Tuesday, March 31, 2009

So That $40M MLS Expansion Fee Was Negotiable

Remember when MLS first announced it was awarding two additional expansion clubs and that the price was going to be $40M for each club? Yeah, Montreal does, too.

It appears that despite pronouncements to the contrary the expansion fee was negotiable. Buried in this story about the Portland to MLS campaign missing one key ingredient--full funding--is the fact that Merritt Paulson, the Timbers owner, negotiated a discount on the expansion fee.

Paulson also paid a $35 million franchise fee to Major League Soccer.
Montreal's bid was kicked to the curb by MLS in November for attempting to do the same thing Paulson did--negotiating the expansion fee--only from the outset.

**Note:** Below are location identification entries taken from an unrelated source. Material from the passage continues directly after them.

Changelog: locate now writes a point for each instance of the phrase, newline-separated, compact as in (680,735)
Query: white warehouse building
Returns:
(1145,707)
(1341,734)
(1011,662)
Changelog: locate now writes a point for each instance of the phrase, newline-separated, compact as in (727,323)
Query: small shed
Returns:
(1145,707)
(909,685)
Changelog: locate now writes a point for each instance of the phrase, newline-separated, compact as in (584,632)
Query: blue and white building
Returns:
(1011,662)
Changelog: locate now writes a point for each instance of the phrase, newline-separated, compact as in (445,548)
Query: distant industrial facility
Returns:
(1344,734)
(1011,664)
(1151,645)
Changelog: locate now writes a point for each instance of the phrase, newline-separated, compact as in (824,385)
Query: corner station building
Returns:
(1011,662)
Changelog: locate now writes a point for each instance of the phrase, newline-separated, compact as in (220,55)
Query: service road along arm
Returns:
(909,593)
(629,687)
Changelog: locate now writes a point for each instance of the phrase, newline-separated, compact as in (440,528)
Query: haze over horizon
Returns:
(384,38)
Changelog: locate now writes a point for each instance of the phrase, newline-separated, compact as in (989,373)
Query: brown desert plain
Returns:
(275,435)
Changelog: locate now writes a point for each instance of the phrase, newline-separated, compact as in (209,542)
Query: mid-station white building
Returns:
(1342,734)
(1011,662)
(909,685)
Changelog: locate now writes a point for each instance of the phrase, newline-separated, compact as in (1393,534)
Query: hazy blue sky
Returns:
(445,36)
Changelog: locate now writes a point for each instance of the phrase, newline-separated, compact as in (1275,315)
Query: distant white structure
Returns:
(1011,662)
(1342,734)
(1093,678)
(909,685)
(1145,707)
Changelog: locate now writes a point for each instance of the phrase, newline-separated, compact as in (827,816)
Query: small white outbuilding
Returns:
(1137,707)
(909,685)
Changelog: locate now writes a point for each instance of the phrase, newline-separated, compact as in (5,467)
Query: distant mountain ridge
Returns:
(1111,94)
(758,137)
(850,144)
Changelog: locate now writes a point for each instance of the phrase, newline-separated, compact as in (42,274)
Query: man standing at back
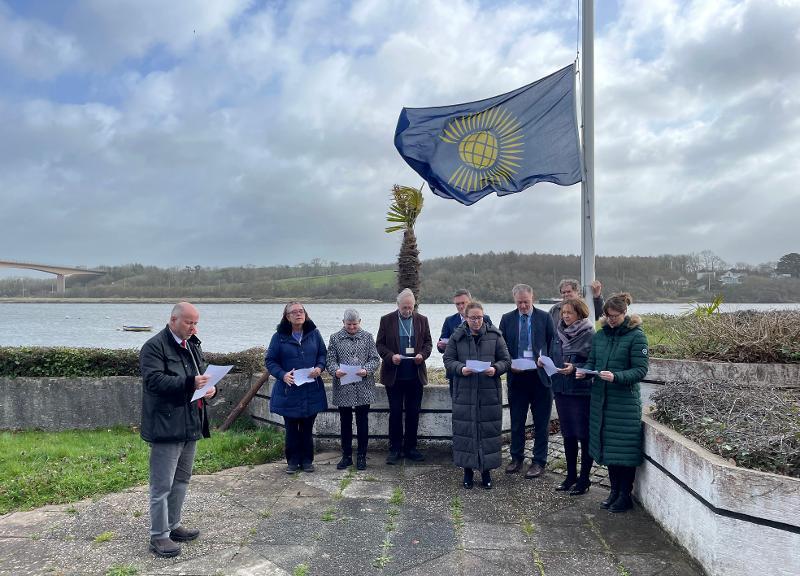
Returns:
(461,298)
(527,332)
(172,364)
(570,288)
(404,343)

I wonder if MLS regrets this move after seeing the 55,000 fans for a CONCACAF Champions League match involving an USL club? I bet it does.


Shawn said...

I bet it doesn't. Saputo was willing to $18 million. Vancouver and Portland paid $35m. MLS begged Montreal to come in 2005 for $10m. Saputo held a press conference to say it wasn't worth it. Garber will let the Impact in during the next round of expansion provided they pay the $40m or $50m and if Joey Saputo stops being an idiot.

Jason D said...

Shawn beat me too it. Knocking $5 million off in deference to the economy is a hell of a lot different than accepting the massive discount Saputo wanted. Now, if Paulson had asked that his part of the stadium renovation be knocked off the expansion fee, then we're talking about a similar situation. Since that's not the case, the league obviously did the right thing, no matter what L'Impact de Montreal supporters will tell you.

More interesting with Portland is the ongoing issue of the $15 million shortfall in the stadium renovation plan. It's not clear who has to come up with that cash, and it wouldn't be very good if things can't go foward because of it.

The Fan's Attic said...

I have no idea what sort of discount Montreal wanted, but as part of a negotiation I'm sure they would have gotten more money out of them.

As it stands, I don't think Portland will ultimately be able to finance this project. the money just isn't there and I think that the political will won't be there either.